Feature: Guess the word

  # The first example has two steps
  Scenario: Maker starts a game
    When the Maker starts a game
    Then the Maker waits for a Breaker to join

  # The second example has three steps
  Scenario: Breaker joins a game
    Given the Maker has started a game with the word "silky"
    When the Breaker joins the Maker's game
    Then the Breaker must guess a word with 5 characters

==Command line==
Cucumber comes with a built-in command line interface that covers a comprehensive list of instructions. Like most command line tools, cucumber provides the --help option that provides a summary of arguments the command accepts.

$ cucumber --help
        -r, --require LIBRARY|DIR Require files before executing the features.
        --i18n LANG List keywords for in a particular language.
                                         Run with "--i18n help" to see all languages.
        -f, --format FORMAT How to format features (Default: pretty).
        -o, --out [FILE|DIR] Write output to a file/directory instead of
        ...

Cucumber command line can be used to quickly run defined tests. It also supports running a subset of scenarios by filtering tags.
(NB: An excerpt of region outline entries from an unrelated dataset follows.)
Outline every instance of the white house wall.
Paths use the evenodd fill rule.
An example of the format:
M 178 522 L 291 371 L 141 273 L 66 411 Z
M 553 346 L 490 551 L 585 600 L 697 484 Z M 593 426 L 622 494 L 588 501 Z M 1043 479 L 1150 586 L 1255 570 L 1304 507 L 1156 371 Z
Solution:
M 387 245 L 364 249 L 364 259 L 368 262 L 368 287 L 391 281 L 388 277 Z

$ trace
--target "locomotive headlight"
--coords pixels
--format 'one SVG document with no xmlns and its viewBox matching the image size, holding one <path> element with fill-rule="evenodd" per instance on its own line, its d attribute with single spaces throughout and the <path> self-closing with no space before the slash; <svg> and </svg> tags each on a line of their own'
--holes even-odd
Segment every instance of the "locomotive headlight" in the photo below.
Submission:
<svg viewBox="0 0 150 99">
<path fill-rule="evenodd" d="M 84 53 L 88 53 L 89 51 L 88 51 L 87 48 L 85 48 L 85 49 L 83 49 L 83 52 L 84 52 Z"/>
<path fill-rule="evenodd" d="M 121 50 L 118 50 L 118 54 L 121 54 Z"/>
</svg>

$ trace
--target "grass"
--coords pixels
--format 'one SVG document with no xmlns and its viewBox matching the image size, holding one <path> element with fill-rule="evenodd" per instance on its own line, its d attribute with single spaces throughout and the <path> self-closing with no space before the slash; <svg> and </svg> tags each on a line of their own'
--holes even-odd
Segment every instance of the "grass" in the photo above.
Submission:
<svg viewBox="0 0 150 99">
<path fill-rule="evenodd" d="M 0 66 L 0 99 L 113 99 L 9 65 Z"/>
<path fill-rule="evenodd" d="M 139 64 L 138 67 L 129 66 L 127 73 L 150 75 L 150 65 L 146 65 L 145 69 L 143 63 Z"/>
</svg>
$ cucumber --tags @tag-name

The above command helps in executing only those scenarios that have the specified @tag-name. Arguments can be provided as a logical OR or AND operation of tags. Apart from tags, scenarios can be filtered on scenario names.

$ cucumber --name logout

The above command will run only those scenarios that contain the word 'logout'.

It is also useful to be able to know what went wrong when a test fails. Cucumber makes it easy to catch bugs in the code with the --backtrace option.